Endeavour will arrive with a cargo bay full of work, including the final permanent components of the Japan Aerospace Exploration Agency’s (JAXA) Kibo laboratory complex, a literal “front porch” on the ISS for space-exposed science experiments. To store and transport the experiments that the exposed facility will accommodate, Endeavour will also carry a storage area similar to the logistics module on the Kibo laboratory, but unpressurized.
Inside Endeavour’s cargo bay will be an integrated cargo carrier holding several pieces of spare equipment for the space station. Most of it — a spare space-to-ground antenna, a spare linear drive unit and a spare pump module — will be stored on an external storage platform on the station’s truss.

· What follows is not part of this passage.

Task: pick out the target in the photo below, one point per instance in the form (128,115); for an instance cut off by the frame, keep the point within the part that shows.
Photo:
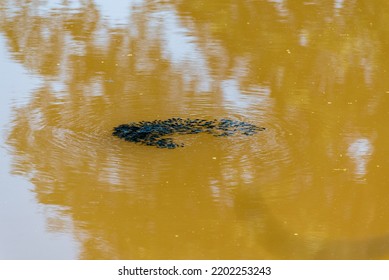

But six batteries for the station’s oldest solar array will be installed. All the work required will take five spacewalks over the course of the mission. “That’s spacewalk, a day off, a spacewalk, a day off,” said lead Shuttle Flight Director Paul Dye. “And that just goes on forever.”
NASA officials said the weather forecast for the 7:17 a.m. EDT launch June 13 is “80 percent go.” If the weather is uncooperative, NASA will attempt to launch on June 14 or 15 before delaying the mission until July. After June 15, the Endeavour must stand down because NASA has scheduled a June 17 launch of an Atlas V rocket carrying the LRO (Lunar Reconnaissance Orbiter) and the LCROSS (Lunar Crater Observation and Sensing Satellite).
Once the Endeavour reaches the ISS, things will be as busy inside the shuttle and space station as the spacewalkers, with all three of the available robotic arms being put to use, sometimes all on the same day. The shuttle’s Canadarm and the station’s Canadarm2 will be put through their regular paces for surveys, unloading cargo and moving equipment and spacewalkers around, and a new Japanese robotic arm will be making its debut to transfer science experiments.
“It’s certainly really exciting for JAXA,” said Polansky. “For them, this is the last of their hardware that’s going to be permanently attached to the space station. This completes their series.”
The mission also marks another milestone for JAXA with Japanese flight controllers on the ground operating their own berthing mechanisms for the first time. The Kibo external facility will never need to be connected to anything but a Japanese-built module, so the Japanese were free to use any berthing mechanism they wanted.
“Before, even when we had pieces of hardware that were built by someone else, we have, here in the U.S. control center, still maintained a lot of the technical leadership,” said lead Station Flight Director Holly Ridings. “In this case, they truly have technical leadership for some of the things that must work to make the mission a success. It’s unique.”